Common wisdom is that China and other Asian giants will inevitably supplant their Western rivals as the world’s economic superpowers. But with oil shooting towards the $200 mark and inflation hovering above dangerous levels, the Chinese economic model is about to undergo a severe “stress test.”
China’s miraculous boom has been fuelled by the outsourcing of manufacturing. Low labour costs and a lax regulatory environnment have made the country an attractive place to outsource the manufacture and assembly of cheap consumer goods. But as fuel costs rise, it begins to make less sense to have a factory in Tianjin manufacture products for markets in Dallas or Munich.
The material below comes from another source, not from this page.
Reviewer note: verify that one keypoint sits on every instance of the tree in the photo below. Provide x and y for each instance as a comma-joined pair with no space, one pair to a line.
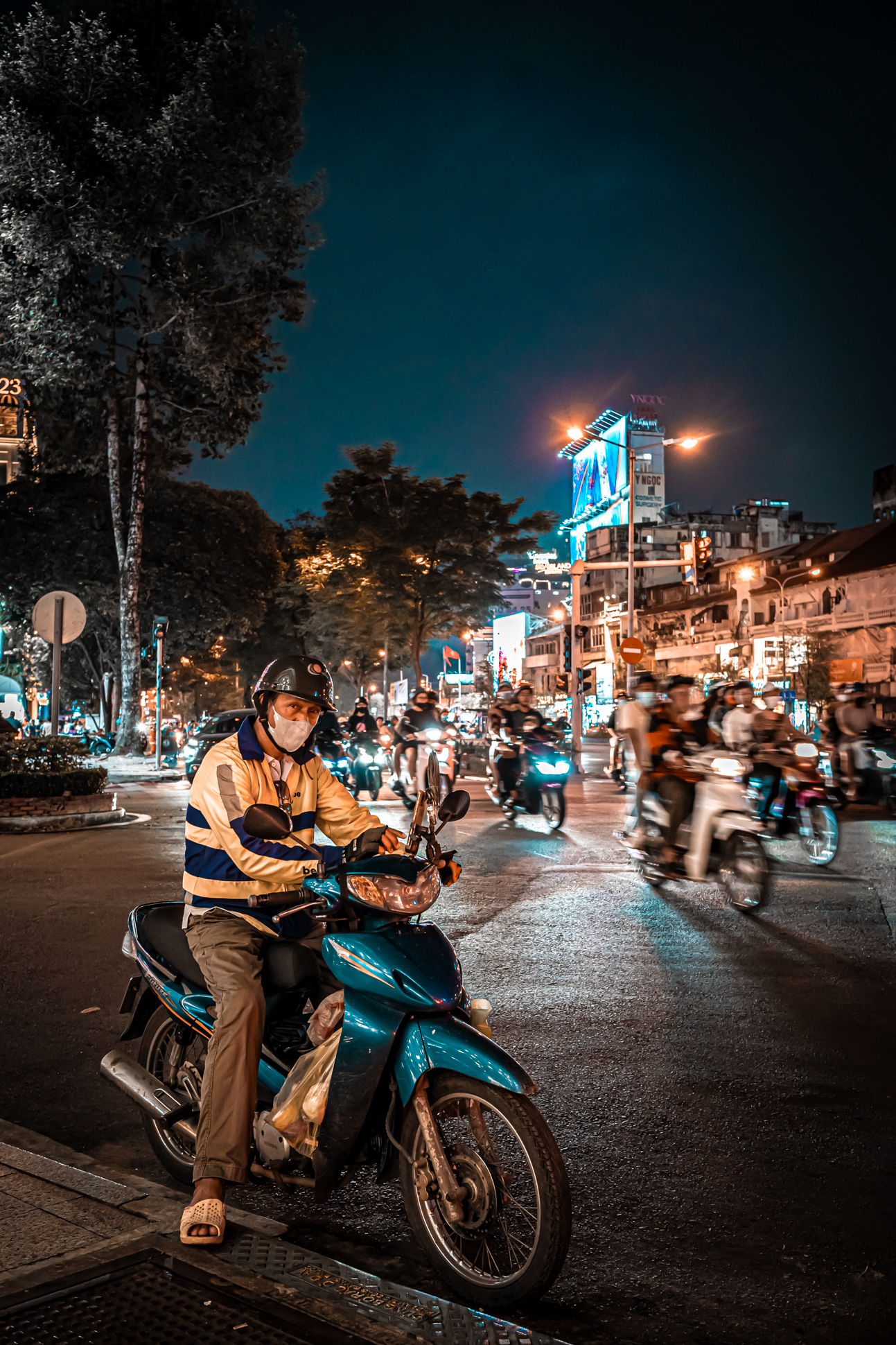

Ambrose Evans-Pritchard in the Telegraph:
The cost of a 40ft container from Shanghai to Rotterdam has risen threefold since the price of oil exploded. “The monumental energy price increases will be a ‘game-changer’ for Asia,” said Stephen Jen, currency chief at Morgan Stanley. The region’s trade model is about to be “stress-tested”.
The consequences? This is actually positive for the US’s dying manufacturing sector: goods will now become cheaper to produce here. (One US manufacturer recently told us that his auto-related company has “become China for Europe”). It also probably benefits poorer countries in Central America and Eastern Europe that are closer to the big U.S. and European markets.
On the negative side, it also threatens an economy that has become critical to world growth, along with a stock market–Shanghai–that has already dropped more than 50% from its peak.